In the same year, 1926, Agatha surprised the public by suddenly disappearing for a few days after her husband wanted a divorce. She was soon found to be staying in a hotel under an assumed name. Her disappearance is still a mystery!
After the divorce she married a British archaeologist, Max Mallowan. This marriage proved to be a happy one. Agatha wanted to stop using her former husband's name. But her publishers said that it would not be wise because the name of Agatha Christie had already become well known to the public. So she remained Agatha Christie to her readers for the rest of her life.
Agatha Christie wrote «early seventy novels in her career, and more than a hundred short stories. Her most famous characters are Hercule Poirot and Miss Marple.
Hercule Poirot first appeared in 1920, Poirot has become a legend all over the world: the huge moustache, the egg-shaped head, his high opinion of himself, and his great ability to solve complicated mysteries thanks to his knowledge of human psychology.
Miss Marple is an English spinster and lives in the English village of St. Mary Mead. She does not look like a detective at all, but always succeeds where the police have failed. Instead of using a magnifying glass looking for clues, she uses her instinct and knowledge of human nature. As Miss Marple herself once said, "Human Nature is the same everywhere".
In March 1962 a UNESCO report stated that Agatha Christie was now the most widely read British author in the world, with Shakespeare coming second.
Margaret Thatcher
(1925-)
Margaret Thatcher is the second daughter of a grocer and a dressmaker, who became the first woman in European history to be elected Prime Minister. Then she became the first British Prime Minister in the twentieth century who won three consecutive terms. At the time of her resignation in 1990, she was the longest-serving Prime Minister of Britain since 1827, Some people consider her a true political revolutionary because she broadened the base of the Conservative Party, including the middle class along with the wealthy aristocracy.
Margaret Thatcher was born on October 13, 1925, in Lincolnshire, England. She was a clever child. Early in life she decided to become a member of Parliament. She was educated at Somerville College and at Oxford University. She earned a master of arts degree from Oxford in 1950 and worked for a short time as a research chemist. In 1950 she married Denis Thatcher, a director of a paint firm. After her marriage she specialized in tax law.
In the 1959 elections Thatcher won a seat in Parliament. Because of her debating skills she soon became prominent among other politicians. In 1974 she became the leader of the Conservative Party.

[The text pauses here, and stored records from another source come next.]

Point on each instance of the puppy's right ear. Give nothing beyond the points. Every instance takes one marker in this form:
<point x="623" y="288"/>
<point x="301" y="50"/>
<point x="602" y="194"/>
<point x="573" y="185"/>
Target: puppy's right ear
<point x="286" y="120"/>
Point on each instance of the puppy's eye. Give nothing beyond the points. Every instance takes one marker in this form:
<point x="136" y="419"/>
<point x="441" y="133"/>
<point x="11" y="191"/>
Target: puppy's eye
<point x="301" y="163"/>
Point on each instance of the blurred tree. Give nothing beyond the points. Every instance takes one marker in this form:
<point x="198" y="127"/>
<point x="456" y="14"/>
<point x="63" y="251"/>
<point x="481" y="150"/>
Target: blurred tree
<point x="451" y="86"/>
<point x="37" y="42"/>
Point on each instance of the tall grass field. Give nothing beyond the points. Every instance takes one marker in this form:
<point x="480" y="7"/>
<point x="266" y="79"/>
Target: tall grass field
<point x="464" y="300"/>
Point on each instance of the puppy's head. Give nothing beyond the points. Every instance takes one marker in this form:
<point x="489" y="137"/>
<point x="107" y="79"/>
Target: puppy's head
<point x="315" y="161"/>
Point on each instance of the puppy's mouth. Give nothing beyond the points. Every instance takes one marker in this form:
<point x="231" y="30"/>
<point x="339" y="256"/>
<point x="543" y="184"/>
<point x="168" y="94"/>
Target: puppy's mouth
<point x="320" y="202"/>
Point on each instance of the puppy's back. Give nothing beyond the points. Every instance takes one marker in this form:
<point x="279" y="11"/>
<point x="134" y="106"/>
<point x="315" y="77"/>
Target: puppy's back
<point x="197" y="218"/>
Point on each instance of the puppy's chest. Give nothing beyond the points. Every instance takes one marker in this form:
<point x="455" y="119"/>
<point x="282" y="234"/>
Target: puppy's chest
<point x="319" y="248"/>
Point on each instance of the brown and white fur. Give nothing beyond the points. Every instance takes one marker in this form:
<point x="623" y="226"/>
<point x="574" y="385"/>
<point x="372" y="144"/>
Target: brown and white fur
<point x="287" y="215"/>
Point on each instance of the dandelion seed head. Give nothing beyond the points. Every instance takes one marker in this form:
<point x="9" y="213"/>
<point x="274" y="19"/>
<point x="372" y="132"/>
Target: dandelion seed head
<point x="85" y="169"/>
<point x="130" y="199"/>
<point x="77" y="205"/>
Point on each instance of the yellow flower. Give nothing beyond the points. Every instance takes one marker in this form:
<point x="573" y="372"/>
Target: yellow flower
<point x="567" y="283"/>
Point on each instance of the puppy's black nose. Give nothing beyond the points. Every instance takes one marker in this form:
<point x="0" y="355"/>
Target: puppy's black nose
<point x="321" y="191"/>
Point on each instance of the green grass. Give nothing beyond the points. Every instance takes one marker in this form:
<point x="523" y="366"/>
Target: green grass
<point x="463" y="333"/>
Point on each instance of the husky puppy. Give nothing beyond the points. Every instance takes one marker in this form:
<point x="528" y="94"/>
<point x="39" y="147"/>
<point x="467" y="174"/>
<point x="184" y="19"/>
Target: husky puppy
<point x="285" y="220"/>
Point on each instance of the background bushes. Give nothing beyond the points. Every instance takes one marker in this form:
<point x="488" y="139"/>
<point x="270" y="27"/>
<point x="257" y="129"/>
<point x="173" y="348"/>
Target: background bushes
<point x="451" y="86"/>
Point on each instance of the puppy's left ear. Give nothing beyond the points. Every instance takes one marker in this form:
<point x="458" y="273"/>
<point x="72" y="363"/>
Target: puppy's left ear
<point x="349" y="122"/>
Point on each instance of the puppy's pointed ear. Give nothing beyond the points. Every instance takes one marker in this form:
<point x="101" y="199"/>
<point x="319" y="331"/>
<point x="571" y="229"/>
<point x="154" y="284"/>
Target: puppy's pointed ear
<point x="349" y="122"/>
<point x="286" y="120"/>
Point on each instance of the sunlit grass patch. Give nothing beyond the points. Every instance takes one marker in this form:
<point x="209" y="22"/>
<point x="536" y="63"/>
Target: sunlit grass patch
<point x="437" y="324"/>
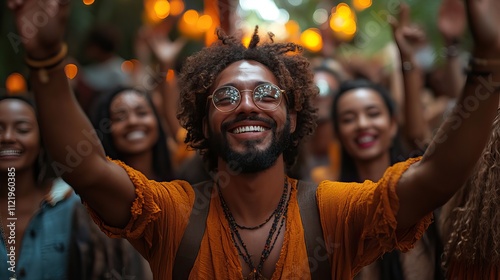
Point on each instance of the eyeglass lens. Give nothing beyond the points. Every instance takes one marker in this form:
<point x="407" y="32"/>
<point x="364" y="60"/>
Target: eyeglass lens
<point x="265" y="97"/>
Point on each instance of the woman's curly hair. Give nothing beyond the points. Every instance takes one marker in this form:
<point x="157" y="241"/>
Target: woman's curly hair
<point x="471" y="218"/>
<point x="291" y="69"/>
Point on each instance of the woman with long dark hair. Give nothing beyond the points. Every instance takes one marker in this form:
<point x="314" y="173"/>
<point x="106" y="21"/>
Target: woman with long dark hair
<point x="364" y="119"/>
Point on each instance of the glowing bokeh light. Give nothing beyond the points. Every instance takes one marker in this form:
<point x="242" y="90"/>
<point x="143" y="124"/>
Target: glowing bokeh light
<point x="127" y="66"/>
<point x="71" y="70"/>
<point x="320" y="16"/>
<point x="162" y="8"/>
<point x="190" y="17"/>
<point x="204" y="22"/>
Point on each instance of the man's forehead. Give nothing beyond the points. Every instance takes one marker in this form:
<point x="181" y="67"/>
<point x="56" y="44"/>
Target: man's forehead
<point x="245" y="71"/>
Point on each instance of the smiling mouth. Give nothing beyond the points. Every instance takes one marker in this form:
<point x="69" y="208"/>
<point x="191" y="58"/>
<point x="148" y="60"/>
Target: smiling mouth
<point x="135" y="135"/>
<point x="249" y="128"/>
<point x="365" y="139"/>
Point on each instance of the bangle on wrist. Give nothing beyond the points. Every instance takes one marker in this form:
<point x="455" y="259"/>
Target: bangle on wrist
<point x="43" y="67"/>
<point x="49" y="62"/>
<point x="407" y="65"/>
<point x="451" y="51"/>
<point x="476" y="61"/>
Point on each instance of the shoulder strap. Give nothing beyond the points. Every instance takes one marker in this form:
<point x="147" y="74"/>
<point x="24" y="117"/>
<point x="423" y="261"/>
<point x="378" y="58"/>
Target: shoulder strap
<point x="191" y="240"/>
<point x="319" y="262"/>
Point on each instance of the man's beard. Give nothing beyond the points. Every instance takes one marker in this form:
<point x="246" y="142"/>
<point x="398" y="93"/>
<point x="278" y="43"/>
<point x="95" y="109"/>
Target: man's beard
<point x="253" y="160"/>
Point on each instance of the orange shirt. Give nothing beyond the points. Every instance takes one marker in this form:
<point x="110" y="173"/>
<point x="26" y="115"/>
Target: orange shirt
<point x="358" y="223"/>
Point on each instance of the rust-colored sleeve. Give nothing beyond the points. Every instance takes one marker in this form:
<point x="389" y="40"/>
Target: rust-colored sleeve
<point x="159" y="215"/>
<point x="359" y="221"/>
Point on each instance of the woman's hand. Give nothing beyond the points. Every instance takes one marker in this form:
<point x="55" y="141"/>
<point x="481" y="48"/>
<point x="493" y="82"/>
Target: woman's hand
<point x="41" y="25"/>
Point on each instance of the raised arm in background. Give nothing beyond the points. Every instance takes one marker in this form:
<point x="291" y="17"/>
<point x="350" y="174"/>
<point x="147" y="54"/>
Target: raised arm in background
<point x="415" y="127"/>
<point x="69" y="135"/>
<point x="452" y="154"/>
<point x="451" y="24"/>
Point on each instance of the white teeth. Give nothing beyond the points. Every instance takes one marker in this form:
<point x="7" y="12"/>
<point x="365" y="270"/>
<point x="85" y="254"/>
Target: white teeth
<point x="10" y="153"/>
<point x="135" y="135"/>
<point x="250" y="128"/>
<point x="366" y="139"/>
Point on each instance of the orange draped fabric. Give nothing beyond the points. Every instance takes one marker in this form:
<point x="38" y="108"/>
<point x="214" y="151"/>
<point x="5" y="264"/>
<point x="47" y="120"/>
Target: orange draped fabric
<point x="358" y="221"/>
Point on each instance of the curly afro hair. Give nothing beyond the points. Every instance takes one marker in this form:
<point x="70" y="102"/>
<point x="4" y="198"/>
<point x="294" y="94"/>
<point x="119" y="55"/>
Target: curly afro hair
<point x="284" y="60"/>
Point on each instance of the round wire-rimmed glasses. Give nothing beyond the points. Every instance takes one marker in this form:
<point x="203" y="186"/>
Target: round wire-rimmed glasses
<point x="266" y="97"/>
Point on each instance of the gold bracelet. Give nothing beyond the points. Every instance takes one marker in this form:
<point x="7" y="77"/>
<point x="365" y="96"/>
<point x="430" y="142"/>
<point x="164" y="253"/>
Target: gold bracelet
<point x="484" y="62"/>
<point x="50" y="62"/>
<point x="43" y="73"/>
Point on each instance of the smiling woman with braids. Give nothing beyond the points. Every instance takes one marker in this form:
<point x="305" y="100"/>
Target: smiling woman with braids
<point x="248" y="109"/>
<point x="471" y="227"/>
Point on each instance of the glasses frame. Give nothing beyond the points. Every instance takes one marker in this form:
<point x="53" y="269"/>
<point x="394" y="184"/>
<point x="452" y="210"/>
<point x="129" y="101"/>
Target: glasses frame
<point x="281" y="91"/>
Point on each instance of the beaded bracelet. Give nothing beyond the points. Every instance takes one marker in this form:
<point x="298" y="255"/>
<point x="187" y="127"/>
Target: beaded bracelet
<point x="44" y="66"/>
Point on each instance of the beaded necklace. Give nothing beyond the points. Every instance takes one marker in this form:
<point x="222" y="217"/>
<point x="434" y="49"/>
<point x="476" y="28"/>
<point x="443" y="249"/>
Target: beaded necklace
<point x="280" y="213"/>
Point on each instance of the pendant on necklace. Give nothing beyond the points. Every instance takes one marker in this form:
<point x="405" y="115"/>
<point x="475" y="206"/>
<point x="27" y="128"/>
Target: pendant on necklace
<point x="255" y="275"/>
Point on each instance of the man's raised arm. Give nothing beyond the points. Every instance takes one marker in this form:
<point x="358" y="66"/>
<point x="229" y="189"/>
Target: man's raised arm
<point x="66" y="131"/>
<point x="451" y="156"/>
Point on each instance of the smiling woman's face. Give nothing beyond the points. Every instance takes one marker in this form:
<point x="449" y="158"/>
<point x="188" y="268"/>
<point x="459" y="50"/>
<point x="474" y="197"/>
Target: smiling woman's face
<point x="365" y="126"/>
<point x="134" y="127"/>
<point x="19" y="135"/>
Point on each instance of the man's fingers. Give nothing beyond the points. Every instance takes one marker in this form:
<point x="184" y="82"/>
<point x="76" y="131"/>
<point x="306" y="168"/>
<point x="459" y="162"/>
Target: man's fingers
<point x="404" y="14"/>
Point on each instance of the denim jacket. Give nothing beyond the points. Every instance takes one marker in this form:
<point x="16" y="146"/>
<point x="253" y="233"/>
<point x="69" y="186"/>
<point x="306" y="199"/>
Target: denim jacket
<point x="45" y="244"/>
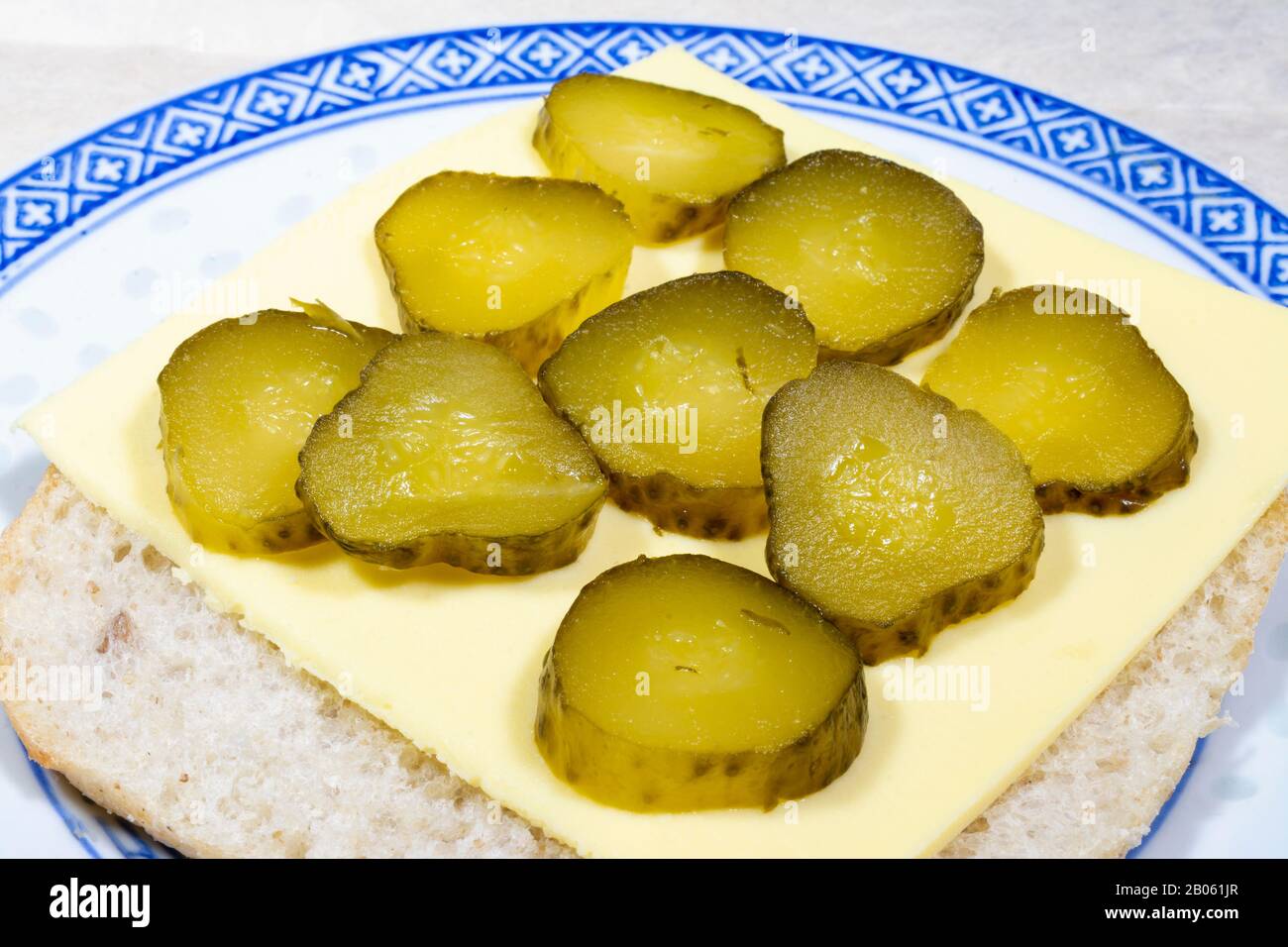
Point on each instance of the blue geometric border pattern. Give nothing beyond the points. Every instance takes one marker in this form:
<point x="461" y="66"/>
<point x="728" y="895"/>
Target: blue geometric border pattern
<point x="62" y="188"/>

When the Conservatives won a decisive victory in the 1979 general elections, Thatcher became Prime Minister. As Prime Minister she limited government control, giving individuals greater independence from the state and ending government interference in the economy. Thatcher became known as the Iron Lady because of her strict control over her cabinet and the country's economic policies.
During her third term Thatcher continued the "Thatcher revolution" by returning education, health care and housing to private control.
. Margaret Thatcher resigned from office in 1990. Margaret Thatcher is certainly an outstanding figure in Britain's political life. According to political observers, she brought long-needed changes to British government and society.